The term confirmation bias was coined in the 1960s by psychologist Peter Wason. Wason conducted a number of studies — including a rather famous one in which he presented a group with a numerical sequence and asked them to figure out its pattern — that proved people tend to confirm things they already suspect to be true.
An example: Let’s say a husband and wife are arguing about the amount of time he spends with her. The husband decides to surprise his wife by taking her on a vacation but he has to put in some extra hours at work to earn more money to pay for it. The wife is going to use this as proof that her husband does not want to spend time with her and then becomes even more hostile.

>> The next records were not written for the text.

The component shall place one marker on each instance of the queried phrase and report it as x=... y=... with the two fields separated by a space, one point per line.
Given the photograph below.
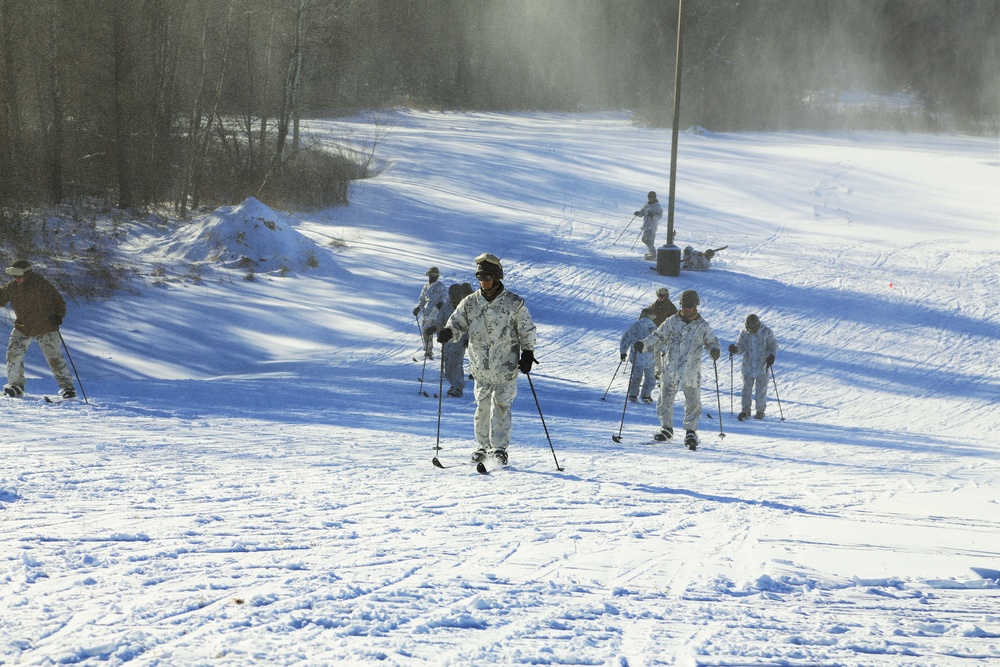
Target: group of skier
x=671 y=350
x=664 y=344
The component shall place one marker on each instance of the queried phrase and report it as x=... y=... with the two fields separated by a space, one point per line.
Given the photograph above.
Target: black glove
x=527 y=359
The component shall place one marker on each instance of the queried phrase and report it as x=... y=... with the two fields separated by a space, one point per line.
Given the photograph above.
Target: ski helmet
x=489 y=264
x=689 y=299
x=19 y=268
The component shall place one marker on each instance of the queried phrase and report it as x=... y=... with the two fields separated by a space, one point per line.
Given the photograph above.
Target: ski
x=480 y=468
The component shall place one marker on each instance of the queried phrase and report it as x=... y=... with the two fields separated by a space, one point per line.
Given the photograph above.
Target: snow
x=250 y=481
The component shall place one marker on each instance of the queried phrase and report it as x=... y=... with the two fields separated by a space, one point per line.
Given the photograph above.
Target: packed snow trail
x=251 y=479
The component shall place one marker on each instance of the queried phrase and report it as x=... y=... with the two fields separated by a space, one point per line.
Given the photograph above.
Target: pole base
x=668 y=260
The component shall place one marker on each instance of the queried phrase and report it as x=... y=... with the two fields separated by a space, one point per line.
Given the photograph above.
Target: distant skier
x=501 y=342
x=663 y=307
x=432 y=298
x=758 y=346
x=453 y=352
x=679 y=342
x=642 y=375
x=651 y=213
x=39 y=309
x=694 y=260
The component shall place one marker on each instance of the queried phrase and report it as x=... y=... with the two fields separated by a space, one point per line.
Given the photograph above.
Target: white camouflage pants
x=492 y=419
x=49 y=342
x=454 y=365
x=644 y=377
x=759 y=396
x=692 y=407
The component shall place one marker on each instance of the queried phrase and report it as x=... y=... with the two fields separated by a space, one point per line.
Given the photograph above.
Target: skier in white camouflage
x=642 y=377
x=432 y=298
x=501 y=342
x=679 y=342
x=651 y=213
x=453 y=352
x=758 y=346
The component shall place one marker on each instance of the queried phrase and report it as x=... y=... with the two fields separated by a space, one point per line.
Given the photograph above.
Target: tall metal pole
x=676 y=128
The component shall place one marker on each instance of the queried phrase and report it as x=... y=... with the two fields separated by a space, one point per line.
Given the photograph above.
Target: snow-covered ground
x=250 y=482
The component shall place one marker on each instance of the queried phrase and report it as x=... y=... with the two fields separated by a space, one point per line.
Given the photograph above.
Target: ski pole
x=618 y=438
x=730 y=384
x=776 y=394
x=718 y=397
x=624 y=230
x=68 y=356
x=540 y=416
x=437 y=443
x=612 y=380
x=424 y=367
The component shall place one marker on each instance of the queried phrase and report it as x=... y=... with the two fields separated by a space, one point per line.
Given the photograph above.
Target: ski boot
x=691 y=440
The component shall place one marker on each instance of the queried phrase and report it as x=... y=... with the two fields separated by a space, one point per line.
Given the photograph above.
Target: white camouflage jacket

“Confirmation bias is always present in one form or another because it’s a natural tendency rooted in the way we think,” says Dr. Vijay Ram, a cognitive scientist and visiting research scientist at the University of California. Confirmation bias, Ram says, represents a “natural way that our minds filter and make sense of the overload of information available to us.” Basically, with so much data coming at us all the time, we need to process it through our natural filter. This becomes a problem, he says, “when it negatively distorts reality and we reject information that contests that distortion.”
Everyone is guilty of confirmation thinking in the heat of an argument or the lead up to a confrontation. That’s how Timmy skinning his knee becomes a knock-down on laxity with children’s safety. So what can be done to avoid such toxic thinking from entering into your relationship? Well, as the G.I. Joes once wisely said, knowing is half the battle. By simply having one or both partners aware of the existence of confirmation bias and our natural tendency towards it, a couple is more likely to recognize and avoid the behavior.
“Awareness and intellectually questioning your beliefs only goes so far,” Ram says. “Building skills of emotional self-expression can help you diffuse emotions, be open to contrary ideas, and become a better communicator with your partner. This can help reduce the likelihood of seeding negative beliefs and getting narrowly attached to them.”
“Self-expression,” he continues, “is more of a skill than just a task — the more you do it, the better you get at it and the more relief you’ll gain from it. It’s powerful enough to combat confirmation bias”
If you are waist deep in an argument and recognize this type of thinking in your partner, Shuster says it’s key to focus on getting he or she to express what they are emotionally feeling and not lead with the facts. “This will help foster a positive outcome,” he says. And if there’s anything we know from election season, it’s that emotion always trumps fact.